For the sake of consistency between sender and recipient addresses, myorigin also specifies the domain name that is appended to an unqualified recipient address.
Examples (specify only one of the following): /etc/postfix/main.cf:
myorigin = $myhostname (default: send mail as "user@$myhostname") myorigin = $mydomain (probably desirable: "user@$mydomain")
Learn more here:
Best Postfix Documentation: http://www.postfix.org/BASIC_CONFIGURATION_README.html
What Domains to Receive Mail For
The mydestination parameter specifies what domains this machine will deliver locally, instead of forwarding to another machine. The default is to receive mail for the machine itself.
Example 1: default setting.
mydestination = $myhostname localhost.$mydomain localhost
Example 2: domain-wide mail server.
mydestination = $myhostname localhost.$mydomain localhost $mydomain
Example 3: host with multiple DNS A records.
mydestination = $myhostname localhost.$mydomain localhost www.$mydomain ftp.$mydomain
Caution: in order to avoid mail delivery loops, you must list all hostnames of the machine, including $myhostname, and localhost.$mydomain.
Learn more here:
Best Postfix Documentation: http://www.postfix.org/BASIC_CONFIGURATION_README.html
What Clients to Relay Mail From
By default, Postfix will forward mail from clients in authorized network blocks to any destination. Authorized networks are defined with the mynetworks configuration parameter. The current default is to authorize the local machine only. Prior to Postfix 3.0, the default was to authorize all clients in the IP subnetworks that the local machine is attached to.
IMPORTANT: If your machine is connected to a wide area network then the "mynetworks_style = host" setting may be too friendly.
Examples (specify only one of the following):
mynetworks_style = subnet (not safe on a wide area network/default) mynetworks_style = host (authorize local machine only) mynetworks = 127.0.0.0/8 (authorize local machine only) mynetworks = 127.0.0.0/8 168.100.189.2/32 (authorize local machine) mynetworks = 127.0.0.0/8 168.100.189.2/28 (authorize local networks)
You can specify the trusted networks in the main.cf file, or you can let Postfix do the work for you. The default is to let Postfix do the work. The result depends on the mynetworks_styl parameter value.

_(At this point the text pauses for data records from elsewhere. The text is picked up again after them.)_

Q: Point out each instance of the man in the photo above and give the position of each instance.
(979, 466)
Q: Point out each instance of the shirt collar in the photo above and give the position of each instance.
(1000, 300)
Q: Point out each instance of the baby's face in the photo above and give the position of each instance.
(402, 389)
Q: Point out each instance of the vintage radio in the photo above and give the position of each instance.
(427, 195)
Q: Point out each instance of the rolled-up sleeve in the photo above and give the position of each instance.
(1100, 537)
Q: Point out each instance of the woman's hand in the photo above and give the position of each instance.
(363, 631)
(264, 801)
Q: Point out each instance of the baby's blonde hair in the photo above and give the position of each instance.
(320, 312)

Specify "mynetworks_style = host" when Postfix should forward mail from only the local machine.
Specify "mynetworks_style = subnet" (the default) when Postfix should forward mail from SMTP clients in the same IP subnetworks as the local machine. On Linux, this works correctly only with interfaces specified with the "ifconfig" command.
Alternatively, you can specify the mynetworks list by hand, in which case Postfix ignores the mynetworks_style setting. To specify the list of trusted networks by hand, specify network blocks in CIDR (network/mask) notation, for example:
mynetworks = 168.100.189.0/28, 127.0.0.0/8 mynetworks = [CIDR/subnet of source instance]

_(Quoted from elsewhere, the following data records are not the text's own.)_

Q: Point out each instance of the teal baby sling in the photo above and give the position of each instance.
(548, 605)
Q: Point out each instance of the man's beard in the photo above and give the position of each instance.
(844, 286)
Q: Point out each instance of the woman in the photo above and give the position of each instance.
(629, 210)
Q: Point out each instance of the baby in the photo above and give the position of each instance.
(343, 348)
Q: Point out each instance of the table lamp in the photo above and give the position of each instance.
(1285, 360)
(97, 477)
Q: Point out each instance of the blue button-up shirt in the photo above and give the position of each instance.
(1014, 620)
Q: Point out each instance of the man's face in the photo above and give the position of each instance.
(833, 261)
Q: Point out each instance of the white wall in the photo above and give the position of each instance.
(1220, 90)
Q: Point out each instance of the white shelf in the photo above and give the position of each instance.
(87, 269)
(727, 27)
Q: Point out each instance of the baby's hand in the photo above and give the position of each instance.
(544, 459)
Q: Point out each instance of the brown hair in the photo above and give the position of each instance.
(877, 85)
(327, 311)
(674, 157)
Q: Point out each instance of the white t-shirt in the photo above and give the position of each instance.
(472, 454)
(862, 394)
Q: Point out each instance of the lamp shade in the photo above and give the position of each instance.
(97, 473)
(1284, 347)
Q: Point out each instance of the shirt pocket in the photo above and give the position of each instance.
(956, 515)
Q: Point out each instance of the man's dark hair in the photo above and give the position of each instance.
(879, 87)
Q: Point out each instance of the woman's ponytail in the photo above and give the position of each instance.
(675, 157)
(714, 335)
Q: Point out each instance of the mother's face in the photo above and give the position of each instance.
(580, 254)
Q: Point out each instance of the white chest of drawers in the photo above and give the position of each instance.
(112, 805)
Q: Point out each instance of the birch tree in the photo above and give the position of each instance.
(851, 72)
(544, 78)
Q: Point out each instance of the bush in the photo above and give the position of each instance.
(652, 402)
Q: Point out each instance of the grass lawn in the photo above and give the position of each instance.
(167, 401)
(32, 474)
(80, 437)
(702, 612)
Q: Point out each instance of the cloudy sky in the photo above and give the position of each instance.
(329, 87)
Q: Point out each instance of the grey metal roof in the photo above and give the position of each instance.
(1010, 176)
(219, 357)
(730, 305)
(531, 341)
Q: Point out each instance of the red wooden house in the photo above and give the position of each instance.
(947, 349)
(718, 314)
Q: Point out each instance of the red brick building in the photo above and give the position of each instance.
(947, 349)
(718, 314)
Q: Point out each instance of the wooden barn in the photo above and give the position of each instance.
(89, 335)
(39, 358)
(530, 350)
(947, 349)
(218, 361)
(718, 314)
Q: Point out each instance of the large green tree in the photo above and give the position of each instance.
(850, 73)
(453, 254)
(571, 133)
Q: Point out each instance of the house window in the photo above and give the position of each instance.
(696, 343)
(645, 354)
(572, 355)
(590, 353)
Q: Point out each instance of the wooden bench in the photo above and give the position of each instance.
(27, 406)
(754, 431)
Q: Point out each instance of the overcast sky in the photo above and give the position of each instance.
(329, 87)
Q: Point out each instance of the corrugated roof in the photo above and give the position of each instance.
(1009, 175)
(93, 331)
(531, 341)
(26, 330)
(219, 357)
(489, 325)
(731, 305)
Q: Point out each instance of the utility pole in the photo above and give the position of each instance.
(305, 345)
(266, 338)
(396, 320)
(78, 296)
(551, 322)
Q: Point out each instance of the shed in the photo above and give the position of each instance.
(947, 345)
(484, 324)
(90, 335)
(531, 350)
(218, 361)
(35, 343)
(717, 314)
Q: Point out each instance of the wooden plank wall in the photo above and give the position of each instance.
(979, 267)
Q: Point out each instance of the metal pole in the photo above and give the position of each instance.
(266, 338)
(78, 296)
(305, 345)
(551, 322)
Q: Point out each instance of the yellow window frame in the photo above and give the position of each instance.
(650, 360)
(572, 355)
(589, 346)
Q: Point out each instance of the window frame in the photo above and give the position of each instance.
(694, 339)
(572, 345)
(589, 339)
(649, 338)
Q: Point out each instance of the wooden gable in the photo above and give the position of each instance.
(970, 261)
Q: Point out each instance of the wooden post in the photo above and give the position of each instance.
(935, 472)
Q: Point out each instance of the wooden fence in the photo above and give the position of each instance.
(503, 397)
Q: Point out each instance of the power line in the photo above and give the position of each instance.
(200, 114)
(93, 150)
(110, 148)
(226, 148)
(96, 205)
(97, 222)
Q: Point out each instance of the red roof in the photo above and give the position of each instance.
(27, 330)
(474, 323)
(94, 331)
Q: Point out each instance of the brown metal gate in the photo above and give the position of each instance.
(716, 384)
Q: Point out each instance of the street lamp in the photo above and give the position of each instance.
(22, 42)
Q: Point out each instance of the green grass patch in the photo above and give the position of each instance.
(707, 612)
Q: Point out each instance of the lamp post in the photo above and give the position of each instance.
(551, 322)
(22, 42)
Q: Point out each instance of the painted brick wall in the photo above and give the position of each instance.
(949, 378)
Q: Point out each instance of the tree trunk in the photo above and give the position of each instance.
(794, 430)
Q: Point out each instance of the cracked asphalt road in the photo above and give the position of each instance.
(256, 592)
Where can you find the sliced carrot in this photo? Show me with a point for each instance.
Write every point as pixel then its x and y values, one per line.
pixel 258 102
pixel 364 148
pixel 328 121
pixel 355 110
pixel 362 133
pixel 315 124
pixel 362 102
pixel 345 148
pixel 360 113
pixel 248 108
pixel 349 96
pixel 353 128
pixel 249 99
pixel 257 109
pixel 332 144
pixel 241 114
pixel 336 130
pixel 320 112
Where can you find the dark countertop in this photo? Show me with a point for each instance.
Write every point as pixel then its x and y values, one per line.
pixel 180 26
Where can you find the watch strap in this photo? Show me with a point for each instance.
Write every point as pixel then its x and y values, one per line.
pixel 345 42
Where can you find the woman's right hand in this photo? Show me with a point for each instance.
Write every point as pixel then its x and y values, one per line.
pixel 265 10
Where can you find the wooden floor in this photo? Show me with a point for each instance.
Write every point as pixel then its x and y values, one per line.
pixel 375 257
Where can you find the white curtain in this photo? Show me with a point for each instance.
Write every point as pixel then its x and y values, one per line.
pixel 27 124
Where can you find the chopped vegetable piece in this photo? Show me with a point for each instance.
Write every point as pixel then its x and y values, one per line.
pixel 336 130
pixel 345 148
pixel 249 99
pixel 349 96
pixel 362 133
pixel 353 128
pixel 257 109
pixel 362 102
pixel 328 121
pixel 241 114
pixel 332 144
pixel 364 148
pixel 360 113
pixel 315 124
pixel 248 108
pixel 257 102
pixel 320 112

You can also specify the absolute pathname of a pattern file instead of listing the patterns in the main.cf file.
Learn more here:
Best Postfix Documentation: http://www.postfix.org/BASIC_CONFIGURATION_README.html
What Destinations to Relay Mail To
By default, Postfix will forward mail from strangers (clients outside authorized networks) to authorized remote destinations only. Authorized remote destinations are defined with the relay_domains configuration parameter. The default is to authorize all domains (and subdomains) of the domains listed with the mydestination parameter.
Examples (specify only one of the following):
relay_domains = $mydestination (default) relay_domains = (safe: never forward mail from strangers) relay_domains = $mydomain (forward mail to my domain and subdomains)
Learn more here: Best Postfix Documentation: http://www.postfix.org/BASIC_CONFIGURATION_README.html
What Delivery method: Direct or Indirect
By default, Postfix tries to deliver mail directly to the Internet.
Depending on your local conditions this may not be possible or desirable. For example, your system may be turned off outside office hours, it may be behind a firewall, or it may be connected via a provider who does not allow direct mail to the Internet.
In those cases you need to configure Postfix to deliver mail indirectly via a relay host.
Examples (specify only one of the following):
relayhost = (default: direct delivery to Internet) relayhost = $mydomain (deliver via local mailhub) relayhost = [mail.$mydomain] (deliver via local mailhub) relayhost = [mail.isp.tld] (deliver via provider mailhub) relayhost = [ip of internal exchange server/destination]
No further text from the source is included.